Image Credit: NBCUniversal The lighthouse serves as the residence of Stormin’ Norman (M. Emmet Walsh) and his grandson, Marky (Taliesin Jaffe), in the season two episode of “Amazing Stories” titled “Magic Saturday.”
-

Image Credit: Roxie Releasing Vanessa Lutz (Reese Witherspoon) and Bob Wolverton (Kiefer Sutherland) take a nighttime stroll there in the 1996 crime drama “Freeway,” though very little of the lighthouse can actually be seen in the segment.
-

Image Credit: Paramount In a decidedly unromantic scene, Dr. Peter Burns (Jack Wagner) considers murdering his girlfriend, Taylor McBride (Lisa Rinna), by pushing her off the top of Point Fermin Lighthouse into the ocean below in the season five episode of “Melrose Place” titled “Who’s Afraid of Amanda Woodward?”
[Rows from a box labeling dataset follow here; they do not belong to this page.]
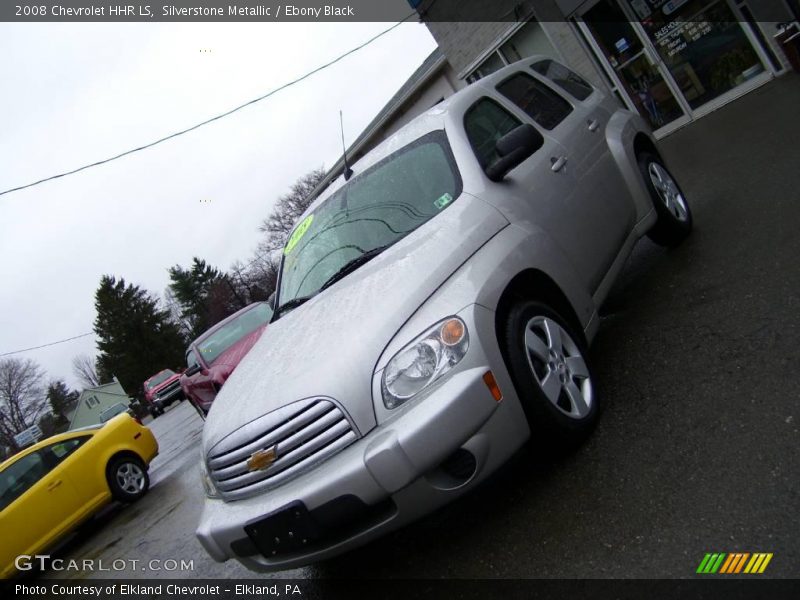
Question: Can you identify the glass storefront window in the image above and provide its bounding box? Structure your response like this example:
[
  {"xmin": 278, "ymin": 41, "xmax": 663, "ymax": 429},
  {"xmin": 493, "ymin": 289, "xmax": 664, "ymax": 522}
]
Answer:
[
  {"xmin": 583, "ymin": 0, "xmax": 684, "ymax": 129},
  {"xmin": 627, "ymin": 0, "xmax": 764, "ymax": 109}
]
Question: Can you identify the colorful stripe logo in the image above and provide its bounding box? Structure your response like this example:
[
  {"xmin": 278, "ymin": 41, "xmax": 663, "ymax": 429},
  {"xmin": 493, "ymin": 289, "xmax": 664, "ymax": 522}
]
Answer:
[{"xmin": 697, "ymin": 552, "xmax": 772, "ymax": 575}]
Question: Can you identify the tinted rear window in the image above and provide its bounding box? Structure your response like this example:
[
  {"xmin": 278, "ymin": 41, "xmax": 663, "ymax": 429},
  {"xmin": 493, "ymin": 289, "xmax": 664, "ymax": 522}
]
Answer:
[
  {"xmin": 497, "ymin": 73, "xmax": 572, "ymax": 129},
  {"xmin": 531, "ymin": 60, "xmax": 594, "ymax": 100}
]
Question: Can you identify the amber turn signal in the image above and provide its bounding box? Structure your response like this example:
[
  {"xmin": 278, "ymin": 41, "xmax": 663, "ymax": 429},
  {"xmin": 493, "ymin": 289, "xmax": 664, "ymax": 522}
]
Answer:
[
  {"xmin": 483, "ymin": 371, "xmax": 503, "ymax": 402},
  {"xmin": 441, "ymin": 319, "xmax": 465, "ymax": 346}
]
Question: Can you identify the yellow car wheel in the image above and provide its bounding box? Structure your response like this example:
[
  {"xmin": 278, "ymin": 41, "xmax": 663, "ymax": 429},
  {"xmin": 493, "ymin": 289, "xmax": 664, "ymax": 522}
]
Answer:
[{"xmin": 107, "ymin": 456, "xmax": 150, "ymax": 502}]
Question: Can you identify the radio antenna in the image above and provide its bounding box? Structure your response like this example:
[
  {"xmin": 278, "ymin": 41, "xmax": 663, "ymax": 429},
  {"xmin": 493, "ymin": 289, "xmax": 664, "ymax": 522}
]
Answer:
[{"xmin": 339, "ymin": 109, "xmax": 353, "ymax": 181}]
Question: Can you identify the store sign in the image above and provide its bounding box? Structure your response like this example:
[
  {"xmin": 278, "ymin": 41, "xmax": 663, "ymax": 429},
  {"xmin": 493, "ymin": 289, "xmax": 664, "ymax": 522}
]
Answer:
[{"xmin": 14, "ymin": 425, "xmax": 43, "ymax": 448}]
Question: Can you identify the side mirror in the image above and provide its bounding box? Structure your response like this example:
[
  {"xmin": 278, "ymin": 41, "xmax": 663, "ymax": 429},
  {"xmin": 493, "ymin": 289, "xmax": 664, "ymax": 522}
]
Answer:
[
  {"xmin": 486, "ymin": 123, "xmax": 544, "ymax": 182},
  {"xmin": 183, "ymin": 364, "xmax": 203, "ymax": 377}
]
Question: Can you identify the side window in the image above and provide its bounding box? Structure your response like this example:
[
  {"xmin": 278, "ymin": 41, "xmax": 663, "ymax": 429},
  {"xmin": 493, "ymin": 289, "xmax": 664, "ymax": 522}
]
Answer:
[
  {"xmin": 497, "ymin": 73, "xmax": 572, "ymax": 129},
  {"xmin": 40, "ymin": 435, "xmax": 92, "ymax": 468},
  {"xmin": 531, "ymin": 60, "xmax": 594, "ymax": 100},
  {"xmin": 0, "ymin": 452, "xmax": 50, "ymax": 511},
  {"xmin": 464, "ymin": 98, "xmax": 522, "ymax": 169}
]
And the site has yet another claim to fame! According to “Hollywood Escapes: The Moviegoer’s Guide to Exploring Southern California’s Great Outdoors,” “Because the lighthouse is located on the eastern edge of the Palos Verdes peninsula at L.A.’s southernmost tip, this is one of the few places in L.A. from where you can see the sun rising over the ocean.” Sounds like the perfect spot to spend Valentine’s Day morning!